Neo4j

drajesh · ‎04-26-2022

Hi

I have retail data in the pandas data frame and I am trying to load the same data into Neo4j but I am facing some challenges while doing it.
I am trying to create the properties for the node which is my column data in the pandas. There are 2 Nodes(Vendor & Product) with 1 Relationship between them but product node has many properties which we can get from the columns. I am trying to integrate the properties and columns for the Product node.

Pandas Data Frame Data :

PRODUCT_GROUP	SUB_CLASSIFICATION	VENDOR	MOLECULE_OR_TEST_TYPE	UNIT_OF_MEASURE_PER_PACK	BRAND	DOSAGE	DOSAGE_FORM	LINE_ITEM_QUANTITY	LINE_ITEM_VALUE	PACK_PRICE	UNIT_PRICE	MANUFACTURING_SITE	WEIGHT_KILOGRAMS	FREIGHT_COST_USD
HRDT	HIV test	RANBAXY Fine Chemicals LTD.	HIV. Reveal G3 Rapid HIV-1 Antibody Test	30 Tests	Reveal	N/A	Test kit	19	551	29	0.97	Ranbaxy Fine Chemicals LTD	13	780.34
ARV	Pediatric	Aurobindo Pharma Limited	Nevirapine	240 ml	Generic	10mg/ml	Oral suspension	1000	6200	6.2	0.03	Aurobindo Unit III. India	358	4521.5
HRDT	HIV test	Abbott GmbH & Co. KG	HIV 1/2. Determine Complete HIV Kit	100 Tests	Determine	N/A	Test kit	500	40000	80	0.8	ABBVIE GmbH & Co.KG Wiesbaden	171	1653.78
ARV	Adult	SUN PHARMACEUTICAL INDUSTRIES LTD	Lamivudine	60 Tabs	Generic	150mg	Tablet	31920	127360.8	3.99	0.07	Ranbaxy.

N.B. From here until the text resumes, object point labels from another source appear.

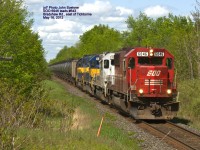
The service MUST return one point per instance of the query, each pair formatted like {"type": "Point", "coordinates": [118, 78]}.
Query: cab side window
{"type": "Point", "coordinates": [169, 63]}
{"type": "Point", "coordinates": [131, 63]}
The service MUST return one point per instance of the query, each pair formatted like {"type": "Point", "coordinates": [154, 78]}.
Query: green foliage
{"type": "Point", "coordinates": [59, 134]}
{"type": "Point", "coordinates": [95, 41]}
{"type": "Point", "coordinates": [190, 100]}
{"type": "Point", "coordinates": [100, 39]}
{"type": "Point", "coordinates": [21, 95]}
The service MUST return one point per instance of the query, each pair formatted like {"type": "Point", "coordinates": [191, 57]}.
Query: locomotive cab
{"type": "Point", "coordinates": [152, 88]}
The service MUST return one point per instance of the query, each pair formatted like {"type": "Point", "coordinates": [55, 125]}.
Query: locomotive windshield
{"type": "Point", "coordinates": [150, 61]}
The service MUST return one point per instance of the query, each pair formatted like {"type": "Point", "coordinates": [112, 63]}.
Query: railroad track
{"type": "Point", "coordinates": [173, 134]}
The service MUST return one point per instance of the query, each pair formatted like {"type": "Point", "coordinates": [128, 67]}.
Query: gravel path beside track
{"type": "Point", "coordinates": [149, 141]}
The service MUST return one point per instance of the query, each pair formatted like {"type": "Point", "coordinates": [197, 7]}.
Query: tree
{"type": "Point", "coordinates": [21, 94]}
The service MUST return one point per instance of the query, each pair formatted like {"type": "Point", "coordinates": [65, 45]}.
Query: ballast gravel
{"type": "Point", "coordinates": [145, 140]}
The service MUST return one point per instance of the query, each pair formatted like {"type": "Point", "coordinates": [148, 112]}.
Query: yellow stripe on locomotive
{"type": "Point", "coordinates": [82, 69]}
{"type": "Point", "coordinates": [94, 72]}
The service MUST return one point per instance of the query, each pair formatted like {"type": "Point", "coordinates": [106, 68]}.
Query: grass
{"type": "Point", "coordinates": [189, 98]}
{"type": "Point", "coordinates": [56, 132]}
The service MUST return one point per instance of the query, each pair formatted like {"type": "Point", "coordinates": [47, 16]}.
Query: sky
{"type": "Point", "coordinates": [64, 30]}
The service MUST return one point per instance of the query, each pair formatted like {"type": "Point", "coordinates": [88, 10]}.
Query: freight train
{"type": "Point", "coordinates": [139, 81]}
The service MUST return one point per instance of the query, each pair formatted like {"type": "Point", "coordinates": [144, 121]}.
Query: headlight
{"type": "Point", "coordinates": [140, 91]}
{"type": "Point", "coordinates": [169, 91]}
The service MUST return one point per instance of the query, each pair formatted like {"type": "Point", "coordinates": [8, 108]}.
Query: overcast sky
{"type": "Point", "coordinates": [56, 33]}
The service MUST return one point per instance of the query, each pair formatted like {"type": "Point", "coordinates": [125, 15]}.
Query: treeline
{"type": "Point", "coordinates": [22, 69]}
{"type": "Point", "coordinates": [179, 34]}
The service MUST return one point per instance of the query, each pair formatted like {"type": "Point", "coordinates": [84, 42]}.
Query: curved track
{"type": "Point", "coordinates": [173, 134]}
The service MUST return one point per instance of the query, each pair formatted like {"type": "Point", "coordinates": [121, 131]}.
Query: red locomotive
{"type": "Point", "coordinates": [139, 81]}
{"type": "Point", "coordinates": [144, 83]}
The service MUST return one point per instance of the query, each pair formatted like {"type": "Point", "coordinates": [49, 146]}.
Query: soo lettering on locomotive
{"type": "Point", "coordinates": [138, 81]}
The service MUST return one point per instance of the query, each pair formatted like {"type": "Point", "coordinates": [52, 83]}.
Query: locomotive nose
{"type": "Point", "coordinates": [153, 80]}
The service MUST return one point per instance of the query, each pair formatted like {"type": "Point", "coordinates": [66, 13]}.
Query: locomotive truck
{"type": "Point", "coordinates": [139, 81]}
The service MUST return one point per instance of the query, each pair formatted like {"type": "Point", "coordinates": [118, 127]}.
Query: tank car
{"type": "Point", "coordinates": [144, 84]}
{"type": "Point", "coordinates": [87, 69]}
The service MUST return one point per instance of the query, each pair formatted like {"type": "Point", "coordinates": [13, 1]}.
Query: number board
{"type": "Point", "coordinates": [159, 54]}
{"type": "Point", "coordinates": [143, 54]}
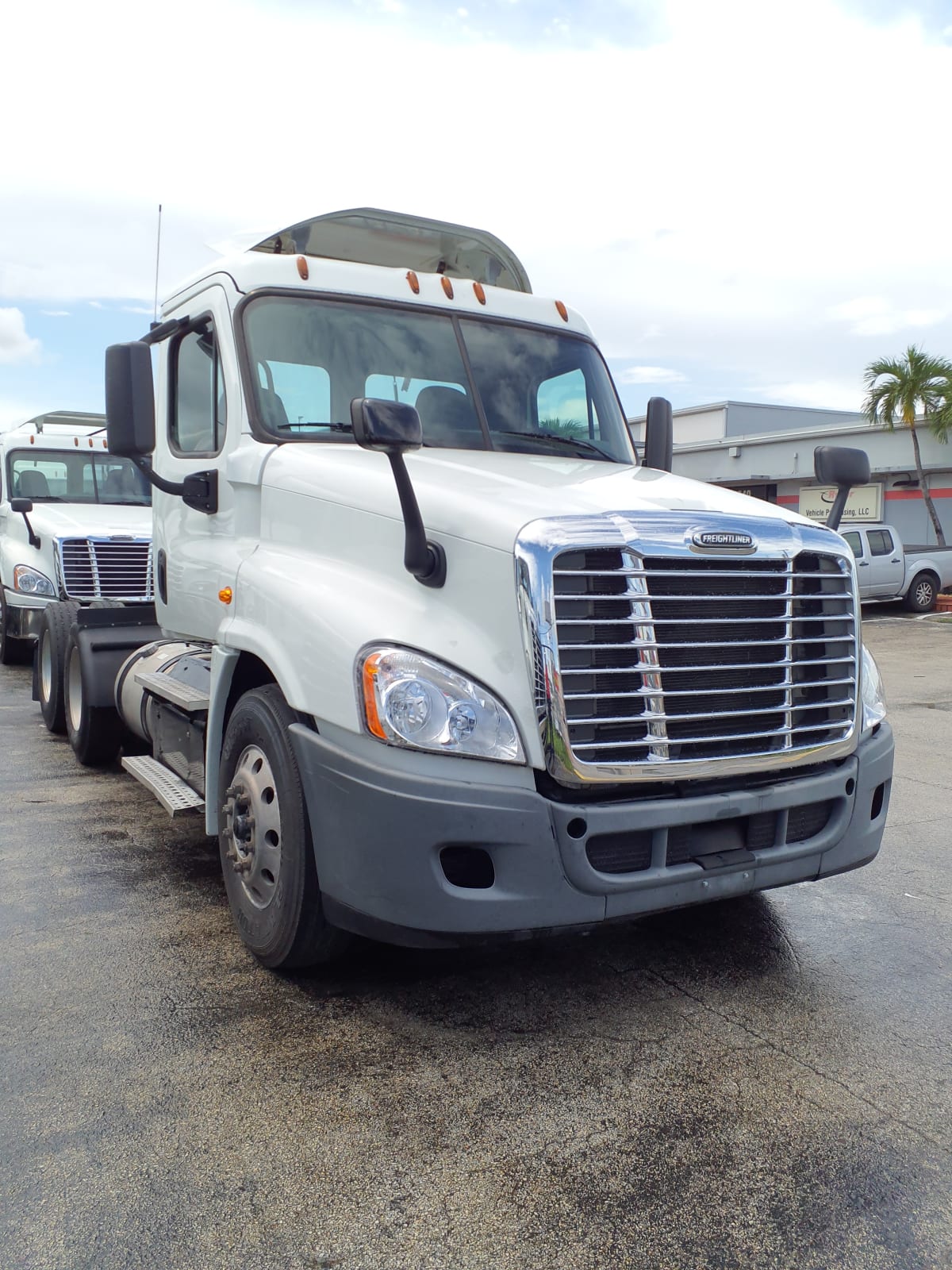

Paonta Shahib. India	1855	16007.06

My Code is :

from py2neo import Graph
graph = Graph("bolt://localhost:7687", user="neo4j", password="1234")
tx = graph.begin()
transaction = graph.begin()
for index, row in df2.iterrows():
tx.evaluate('''
CREATE (b:MOLECULE_OR_TEST_TYPE {property:$MOLECULE_OR_TEST_TYPE}
{PRODUCT_GROUP:PRODUCT_GROUP ,
SUB_CLASSIFICATION:SUB_CLASSIFICATION ,
UNIT_OF_MEASURE_PER_PACK:UNIT_OF_MEASURE_PER_PACK ,
BRAND:BRAND AND DOSAGE_FORM:DOSAGE_FORM ,
LINE_ITEM_QUANTITY:LINE_ITEM_QUANTITY ,
PACK_PRICE:PACK_PRICE AND UNIT_PRICE:UNIT_PRICE ,
MANUFACTURING_SITE:MANUFACTURING_SITE ,
WEIGHT_KILOGRAMS:WEIGHT_KILOGRAMS ,
FREIGHT_COST_USD:FREIGHT_COST_USD})
MERGE (v:VENDOR {property:$VENDOR})
MERGE (b)-[:R_TARGET]->(v)
RETURN v,b
''', parameters = {'MOLECULE_OR_TEST_TYPE': str(row['MOLECULE_OR_TEST_TYPE']),
'PRODUCT_GROUP': str(row['PRODUCT_GROUP']),
'SUB_CLASSIFICATION': str(row['SUB_CLASSIFICATION']),
'UNIT_OF_MEASURE_PER_PACK': str(row['UNIT_OF_MEASURE_PER_PACK']),
'BRAND': str(row['BRAND']),'DOSAGE_FORM': str(row['DOSAGE_FORM']),
'LINE_ITEM_QUANTITY': str(row['LINE_ITEM_QUANTITY']),
'PACK_PRICE': str(row['PACK_PRICE']),
'UNIT_PRICE': str(row['UNIT_PRICE']),
'MANUFACTURING_SITE': str(row['MANUFACTURING_SITE']),
'WEIGHT_KILOGRAMS': str(row['WEIGHT_KILOGRAMS']),
'FREIGHT_COST_USD': str(row['FREIGHT_COST_USD']),
'VENDOR': str(row['VENDOR'])})
graph.commit(tx)

Please do helpful.

Rcolinp · ‎05-03-2022

Hey there!

Maybe I can help you out!

From reading your post and looking at what you have here, it looks like you are simply trying to import this data into Neo4j (and the means of you importing is just via python).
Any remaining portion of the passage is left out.